I have lost count of the amount of times I have written and rewritten this post but never actually published it. I’ve had a real rocky road when it comes to mental health and this was especially prevalent when I was planning our wedding. This past week has seen lots of people taking to social media to talk about mental health and break the taboo that surrounds public admissions of mental illness in honour to World Mental Health Day. It is this taboo that has prevented me publishing this post for too long and finally I have found the confidence to share my experience.

So why share this very personal experience? There are some people who might say I’m over sharing. That I should keep these things private and personal. There are also those that will feel uncomfortable about this open and frank discussion of mental health. To all those people, your opinions are your own and you are more than welcome to stop reading now. I, however, believe that mental health is not something to be ashamed of and the more we talk about it, the more we can understand it and help those who desperately need to be understood.
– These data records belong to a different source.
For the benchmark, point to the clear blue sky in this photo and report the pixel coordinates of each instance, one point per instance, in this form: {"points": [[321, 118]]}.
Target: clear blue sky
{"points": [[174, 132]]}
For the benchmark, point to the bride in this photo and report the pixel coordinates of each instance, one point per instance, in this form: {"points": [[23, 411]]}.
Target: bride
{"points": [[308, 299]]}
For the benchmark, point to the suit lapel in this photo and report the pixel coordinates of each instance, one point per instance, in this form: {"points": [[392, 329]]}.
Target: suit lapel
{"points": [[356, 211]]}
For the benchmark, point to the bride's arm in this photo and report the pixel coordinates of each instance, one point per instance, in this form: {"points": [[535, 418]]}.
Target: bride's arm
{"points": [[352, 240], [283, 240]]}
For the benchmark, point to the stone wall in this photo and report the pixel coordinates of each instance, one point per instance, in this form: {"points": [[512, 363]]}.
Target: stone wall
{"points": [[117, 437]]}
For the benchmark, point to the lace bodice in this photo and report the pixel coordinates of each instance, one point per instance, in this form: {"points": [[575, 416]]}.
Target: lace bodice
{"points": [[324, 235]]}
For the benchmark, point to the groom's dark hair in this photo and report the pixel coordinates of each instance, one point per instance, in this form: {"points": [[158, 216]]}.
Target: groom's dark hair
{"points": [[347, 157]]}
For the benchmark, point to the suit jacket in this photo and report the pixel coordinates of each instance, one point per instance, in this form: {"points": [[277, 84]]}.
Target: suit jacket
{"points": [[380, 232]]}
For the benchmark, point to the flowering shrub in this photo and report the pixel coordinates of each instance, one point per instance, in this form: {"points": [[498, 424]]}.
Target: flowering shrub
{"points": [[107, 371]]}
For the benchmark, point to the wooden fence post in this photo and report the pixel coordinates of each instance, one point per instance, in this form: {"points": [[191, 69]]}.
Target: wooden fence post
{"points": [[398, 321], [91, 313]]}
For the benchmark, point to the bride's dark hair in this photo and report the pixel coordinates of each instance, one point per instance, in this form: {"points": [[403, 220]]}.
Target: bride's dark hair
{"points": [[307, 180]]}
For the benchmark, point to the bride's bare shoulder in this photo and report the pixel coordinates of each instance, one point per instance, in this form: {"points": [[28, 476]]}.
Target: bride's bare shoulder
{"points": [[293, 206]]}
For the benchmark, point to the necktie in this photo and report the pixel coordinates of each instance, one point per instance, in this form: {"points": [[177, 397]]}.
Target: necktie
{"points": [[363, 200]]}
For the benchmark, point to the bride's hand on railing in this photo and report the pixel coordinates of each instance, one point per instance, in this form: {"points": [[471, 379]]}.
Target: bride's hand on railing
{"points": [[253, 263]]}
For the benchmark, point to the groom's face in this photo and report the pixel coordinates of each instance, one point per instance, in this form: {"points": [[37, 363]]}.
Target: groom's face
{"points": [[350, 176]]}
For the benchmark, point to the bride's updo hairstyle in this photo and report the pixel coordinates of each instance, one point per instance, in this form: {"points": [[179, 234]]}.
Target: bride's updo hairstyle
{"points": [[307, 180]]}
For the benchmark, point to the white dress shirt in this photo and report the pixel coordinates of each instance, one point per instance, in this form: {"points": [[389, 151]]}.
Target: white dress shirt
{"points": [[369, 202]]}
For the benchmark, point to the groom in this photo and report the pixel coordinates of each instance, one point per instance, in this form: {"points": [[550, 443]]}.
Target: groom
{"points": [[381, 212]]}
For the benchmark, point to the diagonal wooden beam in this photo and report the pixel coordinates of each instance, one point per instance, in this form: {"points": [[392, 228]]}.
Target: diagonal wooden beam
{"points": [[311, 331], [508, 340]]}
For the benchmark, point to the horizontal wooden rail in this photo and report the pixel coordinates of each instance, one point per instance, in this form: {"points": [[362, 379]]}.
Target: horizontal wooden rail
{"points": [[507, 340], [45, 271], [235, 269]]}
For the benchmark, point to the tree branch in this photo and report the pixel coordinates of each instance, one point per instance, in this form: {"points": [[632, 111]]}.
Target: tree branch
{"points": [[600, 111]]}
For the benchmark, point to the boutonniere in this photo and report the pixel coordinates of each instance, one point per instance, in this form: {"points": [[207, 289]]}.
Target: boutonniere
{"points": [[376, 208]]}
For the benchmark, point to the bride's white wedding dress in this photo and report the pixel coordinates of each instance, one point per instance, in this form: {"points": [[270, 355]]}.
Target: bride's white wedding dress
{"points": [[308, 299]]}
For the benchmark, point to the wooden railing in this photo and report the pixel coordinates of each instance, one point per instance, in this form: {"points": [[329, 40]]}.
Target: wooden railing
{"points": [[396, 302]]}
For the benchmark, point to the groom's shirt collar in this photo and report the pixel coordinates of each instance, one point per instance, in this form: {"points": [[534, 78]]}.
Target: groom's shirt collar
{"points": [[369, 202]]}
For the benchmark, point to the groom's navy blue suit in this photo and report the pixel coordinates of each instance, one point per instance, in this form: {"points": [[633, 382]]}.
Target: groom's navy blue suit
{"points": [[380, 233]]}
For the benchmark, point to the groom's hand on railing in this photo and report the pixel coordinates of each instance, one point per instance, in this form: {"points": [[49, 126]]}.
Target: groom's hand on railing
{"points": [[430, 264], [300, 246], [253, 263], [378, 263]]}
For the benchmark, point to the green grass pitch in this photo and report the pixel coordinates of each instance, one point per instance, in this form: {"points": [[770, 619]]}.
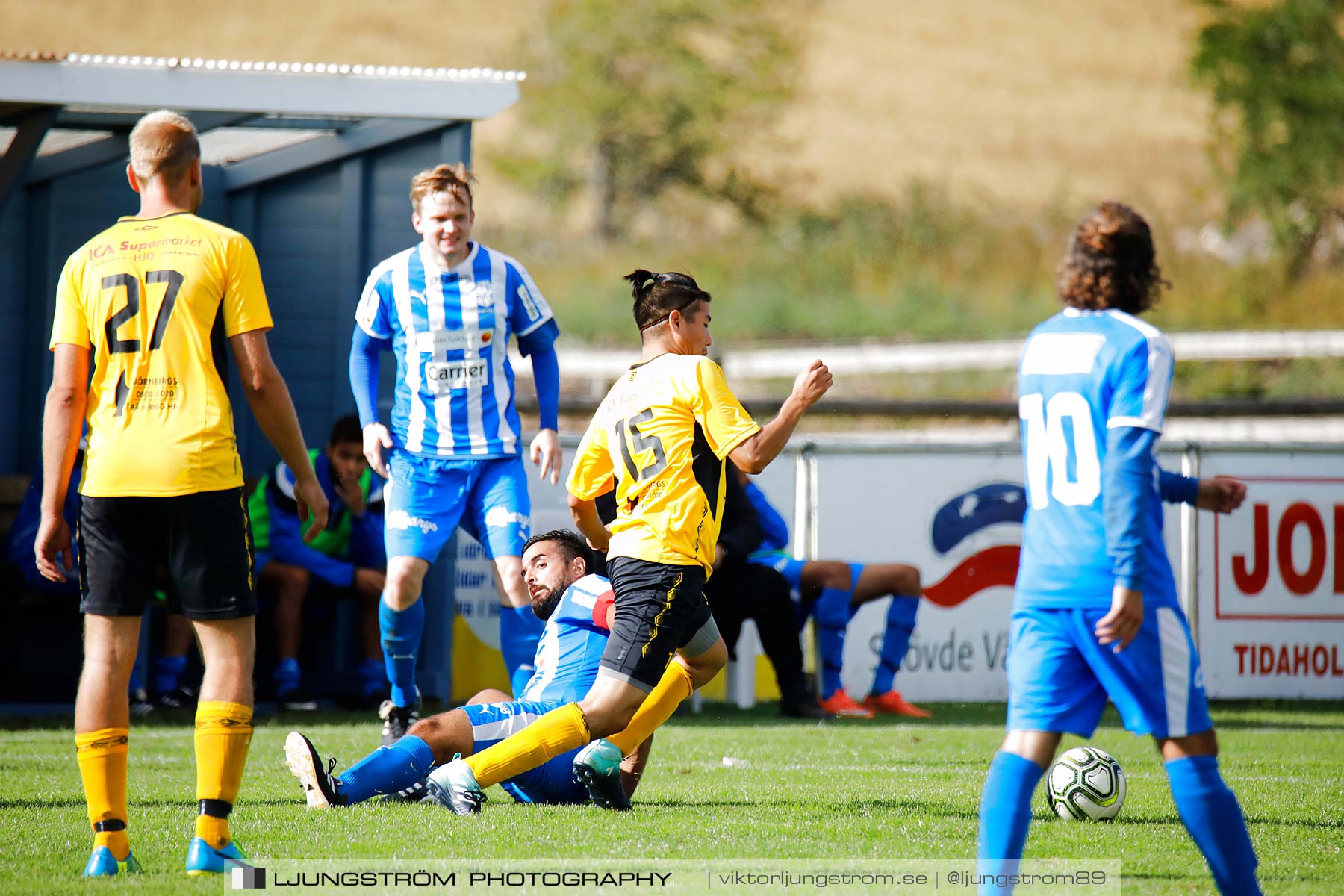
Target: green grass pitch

I’ve struggled with depression and anxiety off and on for the past 10 years but it wasn’t until about 4 months before our wedding that I experienced my first and worst mental breakdown. The wonderfully explosive cocktail of work and wedding stress that had been building up over the preceding months finally became too much for me and something had to give. Turns out that was my brain. It was actually another wedding blogger, Louise Baltruschat Holli of Whimsical Wonderland Weddings, that helped me deal with my wedding anxiety. Reading about her experience and talking to other brides on the wonderful Love My Dress & Rock N Roll Bride Facebook groups who were going through the same thing gave me the strength to keep going and not postpone our wedding (which up to that point had been a very real possibility!)
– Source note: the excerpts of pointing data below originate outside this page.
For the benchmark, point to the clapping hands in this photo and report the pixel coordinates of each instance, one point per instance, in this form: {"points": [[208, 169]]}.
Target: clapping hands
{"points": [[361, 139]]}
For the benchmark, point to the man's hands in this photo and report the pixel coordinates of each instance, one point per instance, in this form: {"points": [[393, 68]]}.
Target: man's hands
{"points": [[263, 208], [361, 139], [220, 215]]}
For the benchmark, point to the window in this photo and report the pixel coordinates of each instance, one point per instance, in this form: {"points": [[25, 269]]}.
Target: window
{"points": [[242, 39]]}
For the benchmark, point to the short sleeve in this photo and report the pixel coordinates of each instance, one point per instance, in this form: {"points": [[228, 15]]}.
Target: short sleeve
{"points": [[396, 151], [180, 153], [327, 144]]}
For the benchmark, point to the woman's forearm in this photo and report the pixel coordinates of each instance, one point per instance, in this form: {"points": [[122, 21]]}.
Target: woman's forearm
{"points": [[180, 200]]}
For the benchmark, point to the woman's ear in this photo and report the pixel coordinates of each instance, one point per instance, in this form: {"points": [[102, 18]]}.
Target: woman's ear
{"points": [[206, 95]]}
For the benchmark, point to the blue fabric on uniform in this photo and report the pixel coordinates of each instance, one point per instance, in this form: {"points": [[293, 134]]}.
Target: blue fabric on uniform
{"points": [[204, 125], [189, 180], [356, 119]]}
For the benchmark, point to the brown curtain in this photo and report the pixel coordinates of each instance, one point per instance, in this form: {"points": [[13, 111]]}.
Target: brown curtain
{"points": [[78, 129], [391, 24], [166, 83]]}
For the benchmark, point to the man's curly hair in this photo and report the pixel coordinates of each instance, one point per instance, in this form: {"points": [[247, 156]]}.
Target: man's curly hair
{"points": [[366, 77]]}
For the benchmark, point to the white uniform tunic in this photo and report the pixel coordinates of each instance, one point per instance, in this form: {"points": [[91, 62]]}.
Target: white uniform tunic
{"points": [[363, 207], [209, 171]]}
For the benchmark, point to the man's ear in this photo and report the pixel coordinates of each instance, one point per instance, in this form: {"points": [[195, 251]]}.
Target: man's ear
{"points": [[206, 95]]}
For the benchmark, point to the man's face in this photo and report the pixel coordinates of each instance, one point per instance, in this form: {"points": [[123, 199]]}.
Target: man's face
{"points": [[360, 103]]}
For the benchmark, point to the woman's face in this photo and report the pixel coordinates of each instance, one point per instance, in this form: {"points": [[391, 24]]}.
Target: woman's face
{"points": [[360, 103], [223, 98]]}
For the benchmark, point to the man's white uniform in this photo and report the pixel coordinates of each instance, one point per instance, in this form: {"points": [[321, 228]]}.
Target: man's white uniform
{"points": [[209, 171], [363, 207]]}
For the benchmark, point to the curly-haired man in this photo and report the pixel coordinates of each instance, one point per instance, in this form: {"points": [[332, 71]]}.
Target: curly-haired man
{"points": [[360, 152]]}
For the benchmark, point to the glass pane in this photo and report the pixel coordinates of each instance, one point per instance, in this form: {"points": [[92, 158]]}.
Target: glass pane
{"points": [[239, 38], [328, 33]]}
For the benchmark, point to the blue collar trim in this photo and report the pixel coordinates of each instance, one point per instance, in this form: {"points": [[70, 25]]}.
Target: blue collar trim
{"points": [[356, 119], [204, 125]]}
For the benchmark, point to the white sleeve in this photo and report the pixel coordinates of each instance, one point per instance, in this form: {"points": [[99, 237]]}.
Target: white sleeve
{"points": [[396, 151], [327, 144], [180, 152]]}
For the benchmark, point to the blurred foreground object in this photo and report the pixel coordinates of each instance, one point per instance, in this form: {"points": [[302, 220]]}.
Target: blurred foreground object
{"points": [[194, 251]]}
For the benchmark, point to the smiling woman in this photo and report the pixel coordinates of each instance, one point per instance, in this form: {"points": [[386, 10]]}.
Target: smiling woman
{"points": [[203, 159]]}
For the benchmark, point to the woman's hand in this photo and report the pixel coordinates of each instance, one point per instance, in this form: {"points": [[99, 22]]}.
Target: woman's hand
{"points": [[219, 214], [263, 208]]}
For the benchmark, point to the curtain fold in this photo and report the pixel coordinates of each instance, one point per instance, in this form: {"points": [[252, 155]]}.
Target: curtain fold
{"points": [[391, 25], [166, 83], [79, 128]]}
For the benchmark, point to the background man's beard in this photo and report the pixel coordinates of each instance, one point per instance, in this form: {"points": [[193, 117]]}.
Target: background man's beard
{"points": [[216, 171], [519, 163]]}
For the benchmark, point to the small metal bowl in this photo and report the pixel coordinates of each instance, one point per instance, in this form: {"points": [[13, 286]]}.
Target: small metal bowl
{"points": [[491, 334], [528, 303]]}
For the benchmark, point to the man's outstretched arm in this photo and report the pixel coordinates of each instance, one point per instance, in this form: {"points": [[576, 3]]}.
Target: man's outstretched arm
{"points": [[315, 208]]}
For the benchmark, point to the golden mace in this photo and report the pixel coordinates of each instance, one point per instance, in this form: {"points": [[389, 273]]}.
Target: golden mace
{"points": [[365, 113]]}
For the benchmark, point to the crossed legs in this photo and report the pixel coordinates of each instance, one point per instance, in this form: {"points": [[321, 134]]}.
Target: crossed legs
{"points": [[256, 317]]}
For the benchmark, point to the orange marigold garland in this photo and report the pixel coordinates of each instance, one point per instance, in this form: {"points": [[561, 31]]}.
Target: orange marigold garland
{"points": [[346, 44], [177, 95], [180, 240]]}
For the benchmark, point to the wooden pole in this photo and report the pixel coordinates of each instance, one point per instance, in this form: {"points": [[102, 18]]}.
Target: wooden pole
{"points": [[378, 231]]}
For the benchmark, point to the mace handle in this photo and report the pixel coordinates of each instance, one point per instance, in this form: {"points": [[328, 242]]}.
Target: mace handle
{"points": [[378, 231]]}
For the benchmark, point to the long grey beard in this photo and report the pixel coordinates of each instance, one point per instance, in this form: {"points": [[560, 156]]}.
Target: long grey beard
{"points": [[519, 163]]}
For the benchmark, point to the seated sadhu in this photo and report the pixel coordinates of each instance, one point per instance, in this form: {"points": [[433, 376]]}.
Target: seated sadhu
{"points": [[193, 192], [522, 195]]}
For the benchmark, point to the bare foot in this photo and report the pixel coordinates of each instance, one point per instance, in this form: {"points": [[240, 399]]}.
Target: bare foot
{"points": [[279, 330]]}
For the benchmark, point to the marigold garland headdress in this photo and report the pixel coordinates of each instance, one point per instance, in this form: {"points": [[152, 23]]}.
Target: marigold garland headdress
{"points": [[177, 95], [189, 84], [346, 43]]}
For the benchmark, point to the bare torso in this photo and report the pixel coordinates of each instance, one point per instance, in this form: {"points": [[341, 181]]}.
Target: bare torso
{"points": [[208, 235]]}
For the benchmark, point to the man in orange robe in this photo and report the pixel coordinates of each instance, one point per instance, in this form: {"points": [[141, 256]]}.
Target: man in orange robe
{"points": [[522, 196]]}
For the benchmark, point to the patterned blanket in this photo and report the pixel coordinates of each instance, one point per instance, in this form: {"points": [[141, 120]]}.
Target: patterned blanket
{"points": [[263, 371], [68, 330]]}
I’ve learnt the power of knowing you’re not alone when suffering from any form of mental illness, especially when planning a wedding and hope that by sharing my experiences it might help another bride in the same way Louise and all the other brides helped me.
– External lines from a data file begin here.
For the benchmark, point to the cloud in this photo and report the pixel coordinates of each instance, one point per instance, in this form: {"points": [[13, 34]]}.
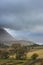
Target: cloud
{"points": [[24, 16]]}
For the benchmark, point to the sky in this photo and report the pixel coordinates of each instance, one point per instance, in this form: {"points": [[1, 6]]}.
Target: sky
{"points": [[23, 19]]}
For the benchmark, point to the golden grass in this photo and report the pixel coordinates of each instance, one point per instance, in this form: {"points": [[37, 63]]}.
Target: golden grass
{"points": [[39, 52]]}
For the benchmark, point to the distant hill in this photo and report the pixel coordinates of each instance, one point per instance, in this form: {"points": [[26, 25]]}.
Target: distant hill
{"points": [[22, 42]]}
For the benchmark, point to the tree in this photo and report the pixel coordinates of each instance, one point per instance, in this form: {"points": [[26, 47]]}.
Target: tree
{"points": [[34, 56]]}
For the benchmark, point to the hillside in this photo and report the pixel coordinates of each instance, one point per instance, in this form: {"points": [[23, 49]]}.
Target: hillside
{"points": [[39, 52]]}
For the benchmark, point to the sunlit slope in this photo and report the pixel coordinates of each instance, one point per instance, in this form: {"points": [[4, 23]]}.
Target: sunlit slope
{"points": [[39, 52]]}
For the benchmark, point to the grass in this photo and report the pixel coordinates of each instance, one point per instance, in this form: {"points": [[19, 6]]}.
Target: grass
{"points": [[39, 52]]}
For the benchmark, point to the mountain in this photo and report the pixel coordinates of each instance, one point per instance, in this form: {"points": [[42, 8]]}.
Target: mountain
{"points": [[5, 36]]}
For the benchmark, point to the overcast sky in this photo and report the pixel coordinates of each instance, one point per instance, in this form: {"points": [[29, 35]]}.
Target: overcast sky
{"points": [[25, 17]]}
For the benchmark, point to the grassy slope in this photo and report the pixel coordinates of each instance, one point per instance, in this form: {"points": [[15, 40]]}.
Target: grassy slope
{"points": [[39, 52]]}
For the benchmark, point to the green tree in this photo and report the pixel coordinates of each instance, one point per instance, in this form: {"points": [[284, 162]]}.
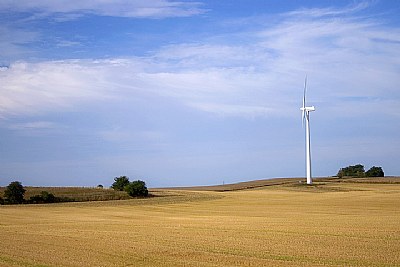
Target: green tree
{"points": [[14, 193], [120, 183], [352, 171], [375, 172], [137, 189]]}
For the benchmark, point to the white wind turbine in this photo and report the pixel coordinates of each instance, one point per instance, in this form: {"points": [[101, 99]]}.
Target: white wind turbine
{"points": [[305, 114]]}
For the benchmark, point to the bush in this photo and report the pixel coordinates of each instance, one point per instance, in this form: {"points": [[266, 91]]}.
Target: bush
{"points": [[14, 193], [120, 183], [137, 189], [375, 172], [44, 197], [352, 171]]}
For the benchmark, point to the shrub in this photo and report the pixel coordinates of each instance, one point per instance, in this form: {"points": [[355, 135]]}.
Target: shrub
{"points": [[120, 183], [375, 172], [44, 197], [14, 193], [137, 189], [352, 171]]}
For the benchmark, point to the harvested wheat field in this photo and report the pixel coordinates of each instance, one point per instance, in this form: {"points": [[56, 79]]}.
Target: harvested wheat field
{"points": [[331, 223]]}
A DIY wedding often means that you quite literally have to DO EVERYTHING YOURSELF. This can be one hell of a job to undertake and if you’re like me an addicted to Pinterest you can sometimes end up with a to-do list longer than you! When I told people how I wasn’t coping with the pressure I would get so frustrated when they would tell me to just stop. While their intentions were good and I knew they were only trying to help it made me feel more and more isolated. What they didn’t realise was stopping just wasn’t an option for me. I had a vision in my head of what our wedding was going to look like and if I just dropped everything and made do with what I had done so far it never would have been the wedding we had planned or dreamed of.

However, there were those who also responded with “What can I do to help?” These six words became my saviour as I finally began to share the work load and delegate things I had unrealistically planned to do on my own. Not only did it seriously shorten my To Do list it also gave me an opportunity to be with other people, even if we were just watching a movie together and cutting ribbon. There were weeks when I would completely isolate myself from the outside world and I managed to reconnect with my closest friends and family through crafting together.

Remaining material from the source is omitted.